2. Mieszkaniec Astrachania Eugeniusz Frenkiel stworzył teorię totalnej mobilizacji organizmu.
W myśl tej teorii zagrożony organizm jest w stanie samą siłą myśli poruszać przedmiotami.
Początkowe doświadczenia z zatrzymywaniem rowerów, samochodów i tramwajów nie powiodły się -
pojazdy nie chciały się zatrzymywać. Psycholog pomyślał, że być może zagrożenie nie było
dostatecznie duże i postanowił spróbować na kolei. Maszynista prowadzący lokomotywę opowiadał
później, że wyprężone ciało z uniesionymi w górę rękami i opuszczoną głową zauważył zbyt późno.
3. Mieszkaniec miasteczka Olate w Kansas - John B. zapłacił życiem za przywiązanie do samochodu,
którego awaria zatrzymała na przejeździe kolejowym. Po nieudanych próbach samodzielnego uruchomienia
samochodu, mężczyzna zaczął wzywać pomocy przez aparat komórkowy. Maszynista pociągu który akurat
wtedy nadjechał, zatrąbił, jednocześnie hamując skład. John nie odwracając się machnął kilkakrotnie
ręką, ogarniając się od natrętnego hałasu i zakrył ucho dłonią, żeby zgrzyt hamulców, łoskot kół o
dźwięki syreny przeszkadzały mu w rozmowie. Policja uwolniła maszynistę od winy za zgon pechowego kierowcy.
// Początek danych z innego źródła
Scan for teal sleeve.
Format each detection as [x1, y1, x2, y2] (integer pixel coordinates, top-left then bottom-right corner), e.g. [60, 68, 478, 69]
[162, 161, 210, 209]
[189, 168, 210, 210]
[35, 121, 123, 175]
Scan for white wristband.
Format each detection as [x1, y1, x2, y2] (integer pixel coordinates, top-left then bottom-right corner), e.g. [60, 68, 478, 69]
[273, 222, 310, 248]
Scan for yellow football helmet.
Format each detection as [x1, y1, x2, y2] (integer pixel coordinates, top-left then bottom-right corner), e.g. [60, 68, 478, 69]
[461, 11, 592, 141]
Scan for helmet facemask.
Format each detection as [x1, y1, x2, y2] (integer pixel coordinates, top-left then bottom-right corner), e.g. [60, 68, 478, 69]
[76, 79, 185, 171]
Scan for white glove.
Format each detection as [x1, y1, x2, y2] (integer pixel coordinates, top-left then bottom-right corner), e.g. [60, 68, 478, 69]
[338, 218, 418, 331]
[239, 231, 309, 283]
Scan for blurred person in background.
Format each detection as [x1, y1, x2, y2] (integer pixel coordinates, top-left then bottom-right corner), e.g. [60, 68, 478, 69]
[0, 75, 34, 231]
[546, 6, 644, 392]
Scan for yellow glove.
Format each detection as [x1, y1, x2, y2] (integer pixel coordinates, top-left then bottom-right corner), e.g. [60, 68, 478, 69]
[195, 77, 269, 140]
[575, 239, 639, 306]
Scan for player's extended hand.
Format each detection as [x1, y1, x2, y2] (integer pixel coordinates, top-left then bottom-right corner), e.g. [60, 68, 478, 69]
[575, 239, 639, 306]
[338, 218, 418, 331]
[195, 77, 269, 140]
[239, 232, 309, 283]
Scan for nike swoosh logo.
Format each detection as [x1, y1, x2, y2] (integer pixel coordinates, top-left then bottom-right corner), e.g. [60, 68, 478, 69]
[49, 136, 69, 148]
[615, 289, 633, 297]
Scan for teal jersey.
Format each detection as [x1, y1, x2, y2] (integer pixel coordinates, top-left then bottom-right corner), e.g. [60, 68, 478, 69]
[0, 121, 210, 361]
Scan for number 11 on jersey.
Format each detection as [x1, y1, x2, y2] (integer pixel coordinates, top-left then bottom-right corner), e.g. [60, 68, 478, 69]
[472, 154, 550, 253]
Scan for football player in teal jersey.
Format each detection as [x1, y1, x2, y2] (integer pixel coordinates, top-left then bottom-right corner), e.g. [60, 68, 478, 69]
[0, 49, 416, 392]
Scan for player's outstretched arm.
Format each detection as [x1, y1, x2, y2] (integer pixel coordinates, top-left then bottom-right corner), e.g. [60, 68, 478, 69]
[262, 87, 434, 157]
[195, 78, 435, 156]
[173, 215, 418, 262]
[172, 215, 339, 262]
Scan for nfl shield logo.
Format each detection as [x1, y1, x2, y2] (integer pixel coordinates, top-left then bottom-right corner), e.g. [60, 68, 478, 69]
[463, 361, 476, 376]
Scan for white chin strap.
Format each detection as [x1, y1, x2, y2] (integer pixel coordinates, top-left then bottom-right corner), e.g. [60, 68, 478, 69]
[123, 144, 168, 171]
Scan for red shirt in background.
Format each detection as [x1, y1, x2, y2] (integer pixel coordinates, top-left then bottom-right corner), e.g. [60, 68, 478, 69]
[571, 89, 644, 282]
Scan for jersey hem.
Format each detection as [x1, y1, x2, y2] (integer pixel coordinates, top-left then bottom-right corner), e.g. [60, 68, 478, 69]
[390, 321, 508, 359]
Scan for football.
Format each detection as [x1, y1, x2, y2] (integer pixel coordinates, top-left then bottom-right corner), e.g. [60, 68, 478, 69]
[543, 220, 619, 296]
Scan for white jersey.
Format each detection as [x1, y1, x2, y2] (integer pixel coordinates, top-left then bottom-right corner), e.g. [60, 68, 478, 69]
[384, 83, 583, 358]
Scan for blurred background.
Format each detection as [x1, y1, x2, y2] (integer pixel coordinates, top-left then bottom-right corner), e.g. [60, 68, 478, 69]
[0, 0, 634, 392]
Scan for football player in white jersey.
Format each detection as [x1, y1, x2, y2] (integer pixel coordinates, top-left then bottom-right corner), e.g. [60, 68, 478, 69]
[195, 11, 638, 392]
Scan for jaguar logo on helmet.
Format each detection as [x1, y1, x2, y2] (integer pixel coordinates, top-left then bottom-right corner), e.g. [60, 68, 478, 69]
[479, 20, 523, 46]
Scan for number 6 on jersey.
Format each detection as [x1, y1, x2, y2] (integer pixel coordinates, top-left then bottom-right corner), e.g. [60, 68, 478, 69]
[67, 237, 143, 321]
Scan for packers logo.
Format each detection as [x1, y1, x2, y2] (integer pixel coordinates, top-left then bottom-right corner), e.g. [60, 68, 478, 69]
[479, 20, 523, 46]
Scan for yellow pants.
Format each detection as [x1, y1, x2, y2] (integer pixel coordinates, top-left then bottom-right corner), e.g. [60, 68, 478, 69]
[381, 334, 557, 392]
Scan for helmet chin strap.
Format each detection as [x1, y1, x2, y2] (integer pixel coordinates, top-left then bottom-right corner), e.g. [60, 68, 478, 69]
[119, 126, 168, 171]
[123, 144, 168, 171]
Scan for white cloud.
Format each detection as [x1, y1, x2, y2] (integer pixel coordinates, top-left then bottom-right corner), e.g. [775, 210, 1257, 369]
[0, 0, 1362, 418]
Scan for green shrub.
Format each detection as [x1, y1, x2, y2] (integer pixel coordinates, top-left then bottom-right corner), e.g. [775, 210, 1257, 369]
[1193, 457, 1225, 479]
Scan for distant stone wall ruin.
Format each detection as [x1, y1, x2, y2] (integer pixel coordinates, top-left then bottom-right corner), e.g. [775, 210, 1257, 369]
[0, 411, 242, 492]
4. W 1999 r. nagrodę otrzymali Kambodżańczycy z prowincji Svay Rieng, którzy w barze poszukiwali dreszczyku emocji,
skacząc na potężną minę przeciwczołgową. "Ich żony nie znalazły później w kraterze po eksplozji nawet kawałeczka mięsa",
relacjonowali świadkowie.
5. Próba usunięcia kretów z posesji przez 63-letniego mężczyznę skończyła się zwycięstwem kreta.
Mężczyzna stwierdził, że najlepszym sposobem na pozbycie się tych gryzoni z ziemi, będzie wbicie w glebę
kilku metalowych prętów i podłączenie ich do pobliskiej linii wysokiego napięcia. Udało mu się bardzo
skutecznie zelektryfikować cały grunt, włącznie z tym na którym stał. Mężczyznę znaleziono martwego
na jego wakacyjnej działce niedaleko Bałtyku. Policja aby wejść na posesję musiała wezwać' elektryka
który odciął główny włącznik linii wysokiego napięcia. Nie wiadomo kiedy dokładnie zdarzenie miało
miejsce, ale rachunek za prąd może stanowić pewną wskazówkę.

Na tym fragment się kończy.